Speaking to the Otago Daily Times yesterday, he said there was a lot to be done over the next few weeks as he embarked on a "steep learning curve".
However, he was already enthusiastic about Dunedin's potential, believing it had the makings of "one of the great small cities".
"Dunedin has great potential. It could be one of the great small cities. What it also needs to have is a very high-performing city council.
"I want to ensure that I deliver that, in partnership with the mayor, the councillors and the wider community.
"I will be looking to move the organisation forward significantly," he said.

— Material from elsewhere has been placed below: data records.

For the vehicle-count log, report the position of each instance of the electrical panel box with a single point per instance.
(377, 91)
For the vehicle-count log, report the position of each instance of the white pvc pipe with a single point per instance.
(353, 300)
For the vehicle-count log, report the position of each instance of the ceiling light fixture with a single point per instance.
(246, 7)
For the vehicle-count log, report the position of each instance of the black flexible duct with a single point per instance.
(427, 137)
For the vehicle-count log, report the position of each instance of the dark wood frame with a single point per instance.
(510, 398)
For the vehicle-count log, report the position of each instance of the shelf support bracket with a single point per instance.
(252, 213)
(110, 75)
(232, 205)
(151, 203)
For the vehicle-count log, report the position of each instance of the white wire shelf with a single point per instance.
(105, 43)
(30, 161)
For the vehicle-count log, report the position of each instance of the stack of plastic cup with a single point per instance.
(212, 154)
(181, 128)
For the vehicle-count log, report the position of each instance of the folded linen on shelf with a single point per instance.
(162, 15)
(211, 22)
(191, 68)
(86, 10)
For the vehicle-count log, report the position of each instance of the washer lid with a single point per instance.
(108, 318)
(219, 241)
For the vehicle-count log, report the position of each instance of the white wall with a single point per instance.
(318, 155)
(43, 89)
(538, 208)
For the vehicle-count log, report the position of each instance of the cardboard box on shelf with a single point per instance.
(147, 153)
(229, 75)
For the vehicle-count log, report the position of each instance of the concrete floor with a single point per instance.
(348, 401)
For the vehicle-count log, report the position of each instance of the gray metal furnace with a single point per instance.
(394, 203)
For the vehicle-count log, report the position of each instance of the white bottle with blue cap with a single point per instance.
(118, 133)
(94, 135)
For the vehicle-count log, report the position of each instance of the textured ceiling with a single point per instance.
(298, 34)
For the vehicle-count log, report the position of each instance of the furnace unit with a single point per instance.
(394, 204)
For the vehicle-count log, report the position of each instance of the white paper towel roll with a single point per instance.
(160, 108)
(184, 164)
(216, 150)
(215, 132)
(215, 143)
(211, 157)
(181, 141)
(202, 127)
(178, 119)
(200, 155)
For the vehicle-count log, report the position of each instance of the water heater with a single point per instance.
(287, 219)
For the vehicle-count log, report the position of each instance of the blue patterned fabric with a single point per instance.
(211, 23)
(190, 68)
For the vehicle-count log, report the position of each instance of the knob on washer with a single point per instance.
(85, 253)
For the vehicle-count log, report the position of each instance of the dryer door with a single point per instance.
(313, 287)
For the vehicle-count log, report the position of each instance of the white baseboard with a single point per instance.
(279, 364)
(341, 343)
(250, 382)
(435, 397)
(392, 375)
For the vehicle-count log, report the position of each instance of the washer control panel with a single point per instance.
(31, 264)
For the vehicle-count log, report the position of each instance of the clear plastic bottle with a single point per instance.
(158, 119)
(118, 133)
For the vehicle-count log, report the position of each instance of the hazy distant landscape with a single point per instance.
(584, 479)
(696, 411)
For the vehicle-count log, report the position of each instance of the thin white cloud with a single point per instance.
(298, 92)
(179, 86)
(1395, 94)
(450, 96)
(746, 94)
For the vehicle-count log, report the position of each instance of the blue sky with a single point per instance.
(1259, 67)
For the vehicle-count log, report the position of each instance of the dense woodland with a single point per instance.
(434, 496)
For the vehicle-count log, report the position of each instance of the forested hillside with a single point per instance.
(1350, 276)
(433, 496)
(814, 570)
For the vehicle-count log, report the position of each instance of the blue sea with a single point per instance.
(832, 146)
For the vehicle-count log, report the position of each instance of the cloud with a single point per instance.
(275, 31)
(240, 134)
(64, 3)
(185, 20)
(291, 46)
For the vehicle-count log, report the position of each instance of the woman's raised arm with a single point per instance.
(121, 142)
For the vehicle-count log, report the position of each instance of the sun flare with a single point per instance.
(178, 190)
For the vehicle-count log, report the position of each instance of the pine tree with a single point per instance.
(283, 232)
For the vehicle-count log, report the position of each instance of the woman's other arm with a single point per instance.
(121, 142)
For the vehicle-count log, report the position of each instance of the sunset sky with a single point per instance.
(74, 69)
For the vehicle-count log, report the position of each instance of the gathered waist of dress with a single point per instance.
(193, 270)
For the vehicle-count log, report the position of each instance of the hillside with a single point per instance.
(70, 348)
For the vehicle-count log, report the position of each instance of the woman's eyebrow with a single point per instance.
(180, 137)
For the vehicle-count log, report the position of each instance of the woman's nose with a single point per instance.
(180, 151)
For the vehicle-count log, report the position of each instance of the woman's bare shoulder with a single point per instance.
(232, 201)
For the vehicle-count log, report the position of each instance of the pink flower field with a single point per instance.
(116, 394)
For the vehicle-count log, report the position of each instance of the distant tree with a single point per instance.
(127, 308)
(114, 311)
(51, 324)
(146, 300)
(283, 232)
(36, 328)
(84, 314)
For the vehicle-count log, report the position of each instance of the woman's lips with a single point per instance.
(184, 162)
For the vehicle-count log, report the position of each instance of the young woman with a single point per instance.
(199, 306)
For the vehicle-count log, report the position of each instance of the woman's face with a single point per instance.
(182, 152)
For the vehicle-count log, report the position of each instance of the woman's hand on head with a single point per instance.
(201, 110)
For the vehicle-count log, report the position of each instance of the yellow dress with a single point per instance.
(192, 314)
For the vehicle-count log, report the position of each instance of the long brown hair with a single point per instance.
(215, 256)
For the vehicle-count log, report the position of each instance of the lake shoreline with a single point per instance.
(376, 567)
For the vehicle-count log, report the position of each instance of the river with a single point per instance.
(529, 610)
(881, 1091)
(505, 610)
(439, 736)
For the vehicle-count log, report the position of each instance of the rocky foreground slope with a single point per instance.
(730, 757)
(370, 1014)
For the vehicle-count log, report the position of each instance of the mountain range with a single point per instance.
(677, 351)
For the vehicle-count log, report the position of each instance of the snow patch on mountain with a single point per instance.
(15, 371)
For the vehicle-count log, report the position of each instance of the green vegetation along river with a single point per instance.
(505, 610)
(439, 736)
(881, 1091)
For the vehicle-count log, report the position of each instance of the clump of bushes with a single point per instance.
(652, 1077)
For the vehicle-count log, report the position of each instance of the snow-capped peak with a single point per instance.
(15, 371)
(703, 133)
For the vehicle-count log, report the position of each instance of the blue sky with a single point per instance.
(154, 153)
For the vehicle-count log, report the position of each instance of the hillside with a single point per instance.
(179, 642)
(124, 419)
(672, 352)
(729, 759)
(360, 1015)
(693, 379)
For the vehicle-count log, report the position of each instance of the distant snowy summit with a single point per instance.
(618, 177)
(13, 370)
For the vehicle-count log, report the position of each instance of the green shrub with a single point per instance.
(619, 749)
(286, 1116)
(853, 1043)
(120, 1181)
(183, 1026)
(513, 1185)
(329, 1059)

Just how that was to be achieved was yet to be determined, but Mr Orders had already held several meetings with Dunedin Mayor Dave Cull and was scrutinising the council's spatial plan, other key documents and issues.
He planned to meet other council staff, councillors and representatives from Dunedin's key organisations in the coming days.
"That really is about me learning about Dunedin, about local aspirations and about what needs to be done to help take the organisation and the city forward."
He would also grapple with his first full council meeting on his first day. The council is due to meet at 2pm on Monday.
He would also spend the next few weeks finding a home, and a school for his children, aged 8, 6 and 3.
Mr Orders did not make it to Otago Stadium for the city's first Rugby World Cup clash, having arrived in Dunedin just hours before kick-off, but was impressed by the city's preparations.
"Putting on a major event like that - you know, that's no mean feat. It requires quality city management and I think Dunedin demonstrated that it's got that."
But, like any true Welshman, Mr Orders also displayed a neat sidestep - laughing heartily while politely declining to compare Dunedin's planning efforts with Auckland's transport meltdown, or to wade into debate over the Haka Peep Show art work.
"Don't draw me into that in my first week," he said.